We can use this period to sit back, reflect on our journey thus far, evaluate our priorities, plan every aspect of our lives, and develop momentum to launch out when things normalize. Doing this gives you that feeling of being in charge of your life and can get rid of anxiety caused by uncertainties of the future.
Learn valuable skill
Learning a valuable skill is a great way to be productively engaged in this season. Even with the systematic relaxation of the location in several parts of the world, most people still have a lot of time compare to the pre-COVID period. You can leverage on this time to learn a new skill within your field that would be of immense value to you. It could be ICT related, music, writing, enrolling in short courses online, watching videos on YouTube, etc
A publication titled the impact of music therapy on mental health by a music therapist on the National Alliance on Mental Illness journal says, “Research shows the benefits of music therapy for various mental health conditions, including depression, trauma, and schizophrenia (to name a few).” It also further stated that “music acts as a medium for processing emotions, trauma, and grief—but music can also be utilized as a regulating or calming agent for anxiety or for dysregulation.” Nothing more can be said. The specialist has said it all. Music is food for the soul.
Say a prayer for depression and sadness
Meditation is a practice that has gained worldwide acceptance as an activity that is imperative for individuals to achieve mental and physical wholesomeness. It could take several forms, depending on your religious affiliation.
Prayer for depression and someone feeling sad has proven benefits for reducing mental illness. Meditation may include solitary morning walks daily befit starting the day. This helps in reducing depression by creating a great avenue for planning the day, eliminating fogginess and unproductivity.
When you read, you engage your mind with the purest of thoughts from the brightest of minds unlimited by geography that have been carefully written in down books. You are privileged to know the mind of people who you probably haven’t met and will likely never meet.
Your mind is relieved of worries about your situation and is taken on a journey through the thoughts, life, and experiences of others about the subject matter of the book. Get a book and read in this isolation; after all, it may be challenging to do so when normalcy returns.

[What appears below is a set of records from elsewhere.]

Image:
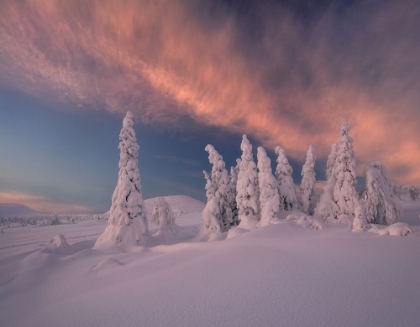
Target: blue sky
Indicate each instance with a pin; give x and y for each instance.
(69, 157)
(197, 72)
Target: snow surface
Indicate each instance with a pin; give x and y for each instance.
(280, 275)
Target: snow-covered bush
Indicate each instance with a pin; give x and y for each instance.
(339, 200)
(413, 190)
(306, 222)
(247, 188)
(380, 203)
(54, 219)
(286, 187)
(269, 194)
(127, 224)
(307, 185)
(397, 229)
(210, 221)
(162, 215)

Find a worthy cause and get involved. This idea is interesting. It helps you derive joy from other people’s happiness. Instead of wallowing in self-pity, anxiety, and depression, you could try to look around you and support those you are more privileged than.
It could be joining already existing groups with similar aspirations or starting your own. You may be worried about being laid off from work, and there are others who are unsure of where their next meal is coming from. When you meet their needs, even if it is temporary, the sense of fulfillment and happiness you will get from that act of kindness is divine.
It has been extensively researched, and scientists have found that exercise improves one’s mental health and mood. There are certain chemicals released by the body that can improve one’s mood and reduce anxiety.
This can also help in keeping one in shape, which in turn mitigates against COVID 19 induced weight gain, which is a known cause of depression.